Pay people whose works you want to extract value from, it is that easy… Unless the whole point of this "AI" bubble is to create monetary value for the companies and their shareholders without being held accountable. I do not mean that creating, configuring, tuning a model, or even compiling a massive dataset is not work, but it is the tiniest fraction of the work that went into whatever is present in the dataset.

> also, for software authors, prohibiting ML training would be antithetical to the Open Source Definition. So that probably won’t work.

A-ha, at one point I hope even AI zealots will be forced to acknowledge that the process is creating a derivative work and sure, train on my FOSS sources all you want, but the end result will need to abide by the licenses of all the sources browsed (have fun).

> As the tech industry celebrates the frothy emergence of machine learning in a time of economic doom and gloom, let’s hope this nascent field doesn’t sink because of the copyright iceberg looming ahead.

I am sorry to break this to the author, but not all fields and jobs need to exist.

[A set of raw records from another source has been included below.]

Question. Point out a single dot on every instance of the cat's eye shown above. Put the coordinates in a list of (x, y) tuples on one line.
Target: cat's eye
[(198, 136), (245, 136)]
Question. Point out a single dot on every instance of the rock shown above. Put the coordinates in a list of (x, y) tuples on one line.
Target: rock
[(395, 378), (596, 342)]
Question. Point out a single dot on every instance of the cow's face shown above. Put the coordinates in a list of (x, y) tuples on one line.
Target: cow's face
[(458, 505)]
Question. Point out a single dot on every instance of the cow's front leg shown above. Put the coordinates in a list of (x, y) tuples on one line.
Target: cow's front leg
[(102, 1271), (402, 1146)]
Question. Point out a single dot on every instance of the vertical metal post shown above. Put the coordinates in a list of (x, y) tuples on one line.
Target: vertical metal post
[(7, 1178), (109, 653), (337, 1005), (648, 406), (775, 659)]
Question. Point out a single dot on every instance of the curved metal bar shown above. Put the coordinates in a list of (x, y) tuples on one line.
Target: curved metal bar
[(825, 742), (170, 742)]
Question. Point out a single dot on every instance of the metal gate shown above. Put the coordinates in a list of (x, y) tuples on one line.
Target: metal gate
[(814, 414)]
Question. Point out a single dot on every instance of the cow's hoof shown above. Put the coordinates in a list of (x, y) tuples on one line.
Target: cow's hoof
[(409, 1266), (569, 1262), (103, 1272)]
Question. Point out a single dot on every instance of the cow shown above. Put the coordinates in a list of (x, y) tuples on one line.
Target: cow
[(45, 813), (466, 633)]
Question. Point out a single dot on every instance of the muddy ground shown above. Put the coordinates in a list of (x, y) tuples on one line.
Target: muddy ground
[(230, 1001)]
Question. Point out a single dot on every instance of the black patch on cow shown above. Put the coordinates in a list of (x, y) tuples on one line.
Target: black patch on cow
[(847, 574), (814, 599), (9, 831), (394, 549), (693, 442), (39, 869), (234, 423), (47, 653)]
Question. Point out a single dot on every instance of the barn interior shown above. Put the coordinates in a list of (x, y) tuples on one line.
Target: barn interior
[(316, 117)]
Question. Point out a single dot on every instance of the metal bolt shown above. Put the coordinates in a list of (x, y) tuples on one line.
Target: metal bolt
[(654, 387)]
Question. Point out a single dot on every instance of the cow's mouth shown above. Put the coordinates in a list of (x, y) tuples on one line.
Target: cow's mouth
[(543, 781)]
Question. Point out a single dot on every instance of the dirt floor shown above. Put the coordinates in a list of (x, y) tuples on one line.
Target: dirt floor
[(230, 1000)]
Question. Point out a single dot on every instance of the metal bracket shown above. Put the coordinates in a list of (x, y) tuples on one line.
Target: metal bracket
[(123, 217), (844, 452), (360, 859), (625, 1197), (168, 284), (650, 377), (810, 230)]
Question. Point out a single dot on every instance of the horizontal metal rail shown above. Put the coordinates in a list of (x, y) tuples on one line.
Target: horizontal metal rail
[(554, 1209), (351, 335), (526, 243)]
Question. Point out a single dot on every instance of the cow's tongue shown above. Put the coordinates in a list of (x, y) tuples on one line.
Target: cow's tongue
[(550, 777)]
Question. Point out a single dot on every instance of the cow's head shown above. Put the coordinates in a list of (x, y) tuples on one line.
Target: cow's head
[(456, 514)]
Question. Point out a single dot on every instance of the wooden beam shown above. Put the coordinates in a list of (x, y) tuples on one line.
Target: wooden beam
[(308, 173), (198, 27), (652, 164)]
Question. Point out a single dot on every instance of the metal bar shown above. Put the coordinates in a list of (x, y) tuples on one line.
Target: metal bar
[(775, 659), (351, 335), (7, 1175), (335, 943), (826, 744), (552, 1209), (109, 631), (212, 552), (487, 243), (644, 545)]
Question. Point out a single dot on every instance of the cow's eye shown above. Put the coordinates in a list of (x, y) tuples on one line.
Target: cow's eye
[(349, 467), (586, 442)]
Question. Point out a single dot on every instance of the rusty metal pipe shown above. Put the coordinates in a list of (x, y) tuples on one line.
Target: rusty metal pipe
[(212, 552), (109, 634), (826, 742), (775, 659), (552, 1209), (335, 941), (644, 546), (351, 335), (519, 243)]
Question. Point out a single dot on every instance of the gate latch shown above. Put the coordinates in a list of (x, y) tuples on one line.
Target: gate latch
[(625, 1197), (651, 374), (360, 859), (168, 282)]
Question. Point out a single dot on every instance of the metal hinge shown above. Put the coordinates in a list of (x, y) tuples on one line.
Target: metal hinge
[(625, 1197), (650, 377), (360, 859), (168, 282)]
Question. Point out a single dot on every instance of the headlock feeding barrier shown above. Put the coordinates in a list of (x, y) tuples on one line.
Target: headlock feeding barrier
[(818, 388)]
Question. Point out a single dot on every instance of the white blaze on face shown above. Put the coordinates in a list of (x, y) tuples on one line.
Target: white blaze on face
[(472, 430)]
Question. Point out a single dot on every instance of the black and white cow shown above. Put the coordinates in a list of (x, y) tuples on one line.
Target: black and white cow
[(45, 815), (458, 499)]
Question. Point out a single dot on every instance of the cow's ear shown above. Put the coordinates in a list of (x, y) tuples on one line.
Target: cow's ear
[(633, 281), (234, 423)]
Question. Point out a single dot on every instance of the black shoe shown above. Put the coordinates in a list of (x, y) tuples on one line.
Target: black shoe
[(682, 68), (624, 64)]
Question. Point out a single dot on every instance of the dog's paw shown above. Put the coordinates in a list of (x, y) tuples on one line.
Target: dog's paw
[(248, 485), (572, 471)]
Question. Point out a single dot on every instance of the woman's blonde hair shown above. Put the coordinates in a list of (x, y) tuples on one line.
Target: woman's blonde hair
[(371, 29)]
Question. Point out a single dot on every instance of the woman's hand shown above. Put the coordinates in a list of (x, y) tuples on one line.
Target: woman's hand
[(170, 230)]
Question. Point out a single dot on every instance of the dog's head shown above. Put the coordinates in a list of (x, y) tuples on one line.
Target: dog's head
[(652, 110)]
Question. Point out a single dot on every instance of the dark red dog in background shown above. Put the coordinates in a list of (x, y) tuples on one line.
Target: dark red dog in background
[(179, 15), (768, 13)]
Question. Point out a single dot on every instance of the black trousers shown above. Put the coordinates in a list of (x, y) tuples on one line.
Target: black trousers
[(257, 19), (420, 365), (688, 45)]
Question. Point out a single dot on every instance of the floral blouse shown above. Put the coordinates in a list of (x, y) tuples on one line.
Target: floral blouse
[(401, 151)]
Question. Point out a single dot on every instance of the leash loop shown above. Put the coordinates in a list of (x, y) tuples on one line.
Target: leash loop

I have not seen much net positive from "AI" to society as a whole so far, with even less exciting things on the horizon.

discuss

order

CuriouslyC|3 years ago

Trying to legislate model training is impossible and stupid. At worst some copyright holders will sue a company because a model is biased and produces close-enough replicas of something under copyright. Model builders will respond by penalizing models that reproduce copyright images too closely, and better curating data sets to avoid bias, at which point the issue will be moot.

Taywee|3 years ago

I don't want anybody to feed any of my work into a model at all without following all the terms of the licenses of my work. If my work is used to generate, via a computer program, a derived output, then you need to follow my licenses.

People keep pretending that AI is the exact same thing as a human learning, but it's really a lot more like a fancy compiler with highly non-deterministic output. AI is not a human.

scotty79|3 years ago

Apparently AI already passes US medical exams. I guess it deserves to be beaten into the ground by estabilished copyright behemoths and lawyers.

zone411|3 years ago

No, not yet.

a9h74j|3 years ago

> Pay people whose works you want to extract value from

So, e.g., from Basic Attention Token (BAT) to Basic Authorship Token (also BAT)?